Frankreich will einen palästinensischen Staat anerkennen. Die Bundesregierung lehnt einen solchen Schritt derzeit ab - pocht aber langfristig auf die Zweistaatenlösung. Aktuell müsse der Fokus auf einer Waffenruhe im Gazastreifen liegen.

Deutschland wird vorerst keinen palästinensischen Staat anerkennen. Das werde "kurzfristig" nicht geschehen, hieß es von Stefan Kornelius, dem Sprecher der Bundesregierung. Gestern Abend hatte Frankreichs Präsident Emmanuel Macron angekündigt, dass er einen palästinensischen Staat anerkennen will.

Kornelius betonte, die Bundesregierung sehe in der Anerkennung eines solchen Staates "einen der abschließenden Schritte auf dem Weg zur Verwirklichung einer Zweistaatenlösung". Diese müsse mittels Verhandlungen erreicht werden, um dauerhaft Frieden und Sicherheit für Israelis und Palästinenser zu bringen.

Stattdessen liege der Fokus der schwarz-roten Koalition derzeit darauf, "überfällige Fortschritte zu den dringendsten Fragen zu erreichen", so Kornelius weiter. Dazu zähle eine Waffenruhe im Gazastreifen und dass die militant-islamistische Hamas alle Geiseln freilasse, die sich mutmaßlich noch in ihrer Gewalt befinden. Zudem müsse die Terrormiliz entwaffnet werden.
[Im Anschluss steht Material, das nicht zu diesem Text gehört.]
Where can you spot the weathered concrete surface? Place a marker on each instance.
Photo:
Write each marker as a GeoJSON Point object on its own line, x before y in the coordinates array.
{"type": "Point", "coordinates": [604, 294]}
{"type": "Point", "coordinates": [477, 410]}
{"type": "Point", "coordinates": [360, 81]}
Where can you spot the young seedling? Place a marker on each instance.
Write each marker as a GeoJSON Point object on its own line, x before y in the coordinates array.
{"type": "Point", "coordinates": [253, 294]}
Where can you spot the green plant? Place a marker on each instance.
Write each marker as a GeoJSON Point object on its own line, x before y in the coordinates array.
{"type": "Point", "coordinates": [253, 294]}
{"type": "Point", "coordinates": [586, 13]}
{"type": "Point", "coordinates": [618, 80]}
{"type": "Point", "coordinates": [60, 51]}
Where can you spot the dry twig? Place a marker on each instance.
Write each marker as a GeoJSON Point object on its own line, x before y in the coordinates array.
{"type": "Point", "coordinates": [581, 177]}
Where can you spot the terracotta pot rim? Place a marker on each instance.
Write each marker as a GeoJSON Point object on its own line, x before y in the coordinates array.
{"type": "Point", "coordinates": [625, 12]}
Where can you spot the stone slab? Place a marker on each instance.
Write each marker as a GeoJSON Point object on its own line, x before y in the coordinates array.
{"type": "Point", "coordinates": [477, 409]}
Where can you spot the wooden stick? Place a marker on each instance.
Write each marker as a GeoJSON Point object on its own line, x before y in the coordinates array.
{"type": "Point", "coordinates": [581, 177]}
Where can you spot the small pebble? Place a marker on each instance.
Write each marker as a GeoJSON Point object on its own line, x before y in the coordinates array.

Bundesregierung bekräftigt Forderungen an Israel

Gleichzeitig sieht Kornelius Israel in der Pflicht, "die katastrophale humanitäre Lage in Gaza sofort und drastisch" zu verbessern. Die israelische Regierung müsse es ermöglichen, "der leidenden Zivilbevölkerung menschenwürdige, dringend notwendige Versorgung zukommen zu lassen". Für den Gazastreifen sei eine tragfähige politische Perspektive nötig, damit ein langfristiger Frieden gewährleistet werden könne.

Im Namen der Bundesregierung forderte Kornelius Israel zudem auf, "keine weiteren Schritte hin zu einer Annexion des Westjordanlandes" zu unternehmen. Vor zwei Tagen hatte das israelische Parlament einem Antrag zur Annexion des besetzten Westjordanlandes zugestimmt. Rechtliche Folgen hat der Antrag zwar nicht. Die Zustimmung könnte der israelischen Regierung jedoch helfen, Pläne zur Annexion der Palästinensergebiete voranzutreiben.

Sollten Fortschritte in Nahost ausbleiben, sei die Bundesregierung durchaus bereit, den Druck auf Israel zu erhöhen, betonte Kornelius. Durch welche Schritte das erfolgen könnte, ließ er jedoch offen.

Anerkennung wäre aus Sicht der Union rein symbolisch

Auch innerhalb der Unionsfraktion stößt die Anerkennung eines palästinensischen Staates auf Ablehnung. Dem Ziel zweier gleichberechtigter und demokratischer Staaten nebeneinander komme man so keinen Schritt näher, sagte der außenpolitische Sprecher der Unionsfraktion, Jürgen Hardt, der Frankfurter Allgemeinen Zeitung. Eine Anerkennung wäre rein symbolisch und würde von Israel als Affront gewertet werden. Ähnlich wie Regierungssprecher Kornelius betonte auch Hardt, "die Anerkennung Palästinas als eigenständiger Staat sollte am Ende des Friedensprozesses im Nahen Osten stehen und auch die Klärung des Rechtsstatus' Jerusalems und Verfassungsfragen umfassen".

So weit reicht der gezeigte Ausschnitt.